On 2/8/17 5:11 PM, Kyle Gearhart wrote:

Overall, wall clock improves 24%. User time elapsed is a 430% improvement. About half the time is spent waiting on the IO with the callback. With the regular pqRowProcessor only about 16% of the time is spent waiting on IO.

To wit...

real user sys
single row 0.214 0.131 0.048
callback 0.161 0.030 0.051

Those are averaged over 11 runs.

Can you run a trace to see where all the time is going in the single row
case? I don't see an obvious time-suck with a quick look through the
code. It'd be interesting to see how things change if you eliminate the
filler column from the SELECT.

Also, the backend should be buffering ~8kb of data before handing that
to the socket. If that's more than the kernel can buffer I'd expect a
serious performance hit.
--
Jim Nasby, Data Architect, Blue Treble Consulting, Austin TX
Experts in Analytics, Data Architecture and PostgreSQL
Data in Trouble? Get it in Treble! http://BlueTreble.com
855-TREBLE2 (855-873-2532)

--
Sent via pgsql-hackers mailing list (pgsql-hackers@postgresql.org)
To make changes to your subscription:
http://www.postgresql.org/mailpref/pgsql-hackers

#7Kyle Gearhart
kyle.gearhart@indigohill.io
In reply to: Jim Nasby (#6)
4 attachment(s)
Re: libpq Alternate Row Processor

On 2/9/17 7:15 PM, Jim Nasby wrote:

Can you run a trace to see where all the time is going in the single row case? I don't see an obvious time-suck with a quick look through the code. It'd be interesting to see how things change if you eliminate the filler column from the SELECT.

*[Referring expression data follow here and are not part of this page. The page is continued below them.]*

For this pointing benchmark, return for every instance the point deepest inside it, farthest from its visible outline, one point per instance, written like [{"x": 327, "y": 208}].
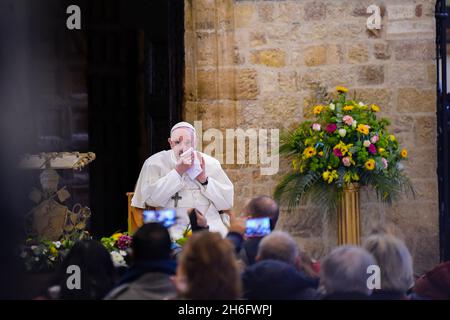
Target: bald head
[
  {"x": 182, "y": 137},
  {"x": 263, "y": 206}
]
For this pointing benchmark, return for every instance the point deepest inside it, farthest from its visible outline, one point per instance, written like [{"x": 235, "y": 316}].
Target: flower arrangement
[
  {"x": 345, "y": 144},
  {"x": 42, "y": 255},
  {"x": 118, "y": 245}
]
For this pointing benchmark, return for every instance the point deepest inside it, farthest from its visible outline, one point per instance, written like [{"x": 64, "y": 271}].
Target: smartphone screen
[
  {"x": 257, "y": 227},
  {"x": 166, "y": 217}
]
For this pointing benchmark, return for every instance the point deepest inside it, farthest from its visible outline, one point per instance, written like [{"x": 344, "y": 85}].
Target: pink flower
[
  {"x": 346, "y": 161},
  {"x": 331, "y": 127},
  {"x": 124, "y": 242},
  {"x": 372, "y": 149},
  {"x": 348, "y": 120},
  {"x": 374, "y": 139},
  {"x": 337, "y": 152},
  {"x": 385, "y": 163}
]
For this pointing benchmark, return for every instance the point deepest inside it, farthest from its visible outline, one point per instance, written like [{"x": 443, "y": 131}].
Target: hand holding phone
[
  {"x": 257, "y": 227},
  {"x": 166, "y": 217}
]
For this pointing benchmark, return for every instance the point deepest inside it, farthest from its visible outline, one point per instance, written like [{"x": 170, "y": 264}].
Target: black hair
[
  {"x": 151, "y": 242},
  {"x": 97, "y": 273},
  {"x": 264, "y": 206}
]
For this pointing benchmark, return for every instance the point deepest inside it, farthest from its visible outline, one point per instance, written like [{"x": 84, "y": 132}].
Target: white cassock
[{"x": 158, "y": 183}]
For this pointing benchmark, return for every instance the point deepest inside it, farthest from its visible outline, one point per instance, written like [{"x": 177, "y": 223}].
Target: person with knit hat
[{"x": 183, "y": 178}]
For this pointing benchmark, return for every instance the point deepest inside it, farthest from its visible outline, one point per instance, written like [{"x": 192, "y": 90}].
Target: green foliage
[{"x": 346, "y": 143}]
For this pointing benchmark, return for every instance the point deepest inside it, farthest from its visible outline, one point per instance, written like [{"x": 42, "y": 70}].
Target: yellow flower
[
  {"x": 364, "y": 129},
  {"x": 309, "y": 152},
  {"x": 318, "y": 109},
  {"x": 404, "y": 153},
  {"x": 348, "y": 108},
  {"x": 343, "y": 147},
  {"x": 116, "y": 236},
  {"x": 370, "y": 164},
  {"x": 341, "y": 89},
  {"x": 375, "y": 108},
  {"x": 329, "y": 176}
]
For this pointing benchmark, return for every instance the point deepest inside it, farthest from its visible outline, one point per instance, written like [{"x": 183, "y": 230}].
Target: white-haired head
[
  {"x": 344, "y": 270},
  {"x": 182, "y": 137},
  {"x": 280, "y": 246},
  {"x": 394, "y": 260}
]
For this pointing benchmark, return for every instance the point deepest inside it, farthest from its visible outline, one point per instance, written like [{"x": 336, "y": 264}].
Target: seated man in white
[{"x": 183, "y": 178}]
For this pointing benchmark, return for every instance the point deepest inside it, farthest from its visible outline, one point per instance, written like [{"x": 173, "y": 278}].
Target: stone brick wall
[{"x": 253, "y": 64}]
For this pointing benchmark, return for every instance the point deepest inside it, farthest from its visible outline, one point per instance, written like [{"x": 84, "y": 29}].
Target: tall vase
[{"x": 348, "y": 215}]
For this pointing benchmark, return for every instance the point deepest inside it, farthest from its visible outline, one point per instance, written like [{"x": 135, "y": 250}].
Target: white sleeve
[
  {"x": 153, "y": 189},
  {"x": 219, "y": 190}
]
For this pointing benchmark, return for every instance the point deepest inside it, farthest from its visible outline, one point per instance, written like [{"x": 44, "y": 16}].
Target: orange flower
[{"x": 404, "y": 153}]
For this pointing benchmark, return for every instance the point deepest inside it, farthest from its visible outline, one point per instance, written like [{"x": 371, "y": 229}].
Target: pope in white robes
[{"x": 182, "y": 178}]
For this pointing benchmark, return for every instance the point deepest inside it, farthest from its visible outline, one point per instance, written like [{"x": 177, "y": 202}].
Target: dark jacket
[
  {"x": 146, "y": 281},
  {"x": 277, "y": 280}
]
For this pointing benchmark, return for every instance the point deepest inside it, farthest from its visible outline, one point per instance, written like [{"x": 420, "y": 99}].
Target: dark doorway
[
  {"x": 114, "y": 88},
  {"x": 135, "y": 67}
]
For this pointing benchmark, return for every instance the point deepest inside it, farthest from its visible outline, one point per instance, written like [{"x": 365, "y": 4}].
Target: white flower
[{"x": 117, "y": 259}]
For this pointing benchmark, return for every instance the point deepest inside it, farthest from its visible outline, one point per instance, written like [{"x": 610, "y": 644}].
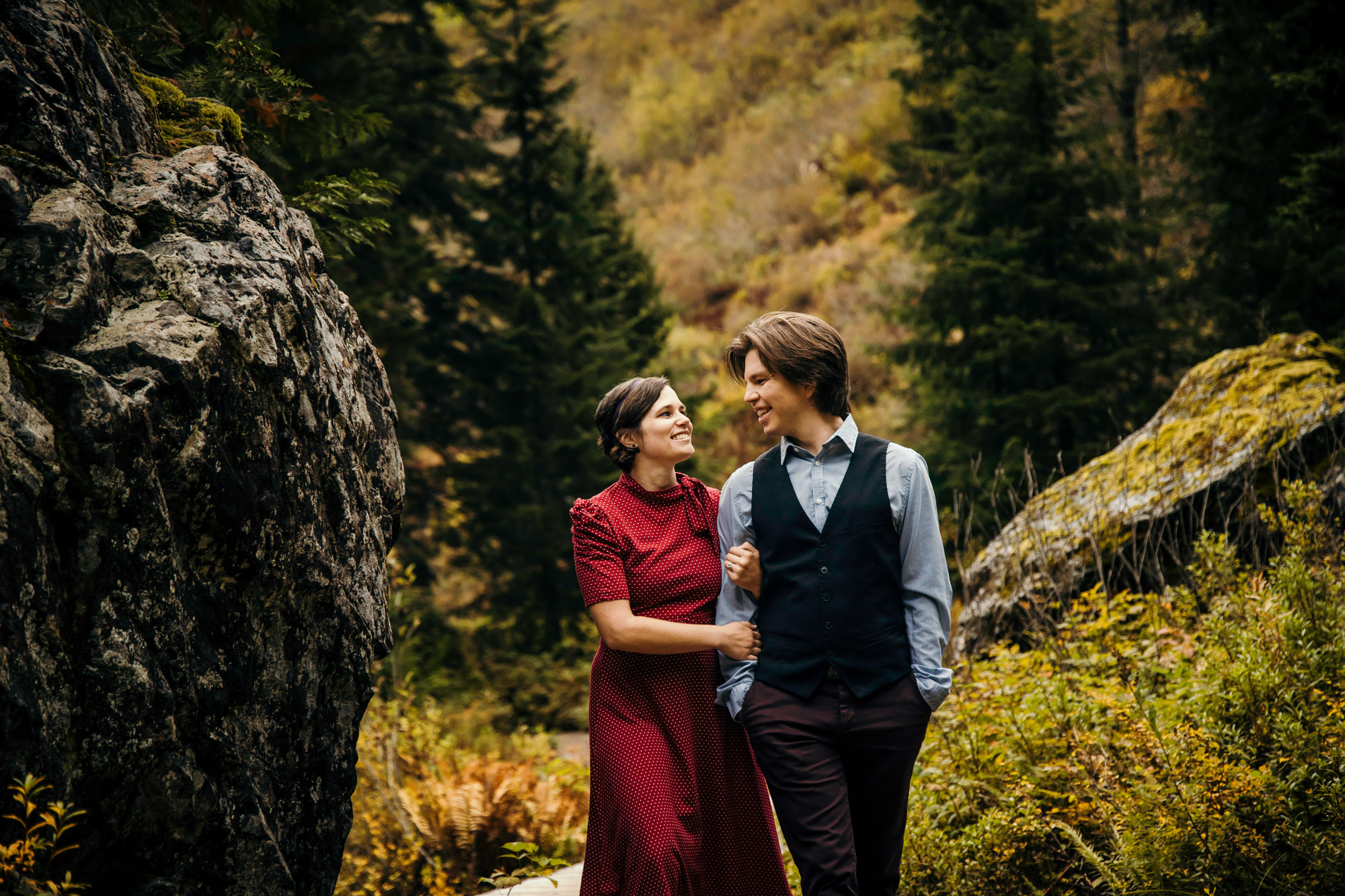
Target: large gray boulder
[
  {"x": 200, "y": 482},
  {"x": 1235, "y": 427}
]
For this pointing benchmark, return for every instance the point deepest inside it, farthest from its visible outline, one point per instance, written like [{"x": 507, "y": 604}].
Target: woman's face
[{"x": 665, "y": 434}]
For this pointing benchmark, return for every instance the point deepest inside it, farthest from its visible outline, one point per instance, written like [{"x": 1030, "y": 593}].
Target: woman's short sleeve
[{"x": 598, "y": 555}]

Traces are attached, these are with callgrind.

profile_nofiller.txt: single row without filler column
profile_filler.txt: single row with filler column
profile_filler_callback.txt: callback with filler column

pqResultAlloc looks to hit malloc pretty hard. The callback reduces all of that to a single malloc for each row.

Without the filler, here is the average over 11 runs:
Real user sys
Callback .133 .033 .035
Single Row .170 .112 .029

For the callback case, it's slightly higher than the prior results with the filler column.

Attachments:

profile_nofiller.txttext/plain; name=profile_nofiller.txtDownload
profile_filler.txttext/plain; name=profile_filler.txtDownload
profile_filler_callback.txttext/plain; name=profile_filler_callback.txtDownload
Performance Results.xlsxapplication/vnd.openxmlformats-officedocument.spreadsheetml.sheet; name="Performance Results.xlsx"Download
#8Merlin Moncure
mmoncure@gmail.com
In reply to: Kyle Gearhart (#7)
Re: libpq Alternate Row Processor

On Mon, Feb 13, 2017 at 8:46 AM, Kyle Gearhart
<kyle.gearhart@indigohill.io> wrote:

On 2/9/17 7:15 PM, Jim Nasby wrote:

Can you run a trace to see where all the time is going in the single row case? I don't see an obvious time-suck with a quick look through the code. It'd be interesting to see how things change if you eliminate the filler column from the SELECT.

Traces are attached, these are with callgrind.

profile_nofiller.txt: single row without filler column
profile_filler.txt: single row with filler column
profile_filler_callback.txt: callback with filler column

pqResultAlloc looks to hit malloc pretty hard. The callback reduces all of that to a single malloc for each row.

Couldn't that be optimized, say, by preserving malloc'd memory when in
single row mode and recycling it? (IIRC during the single row mode
discussion this optimization was voted down).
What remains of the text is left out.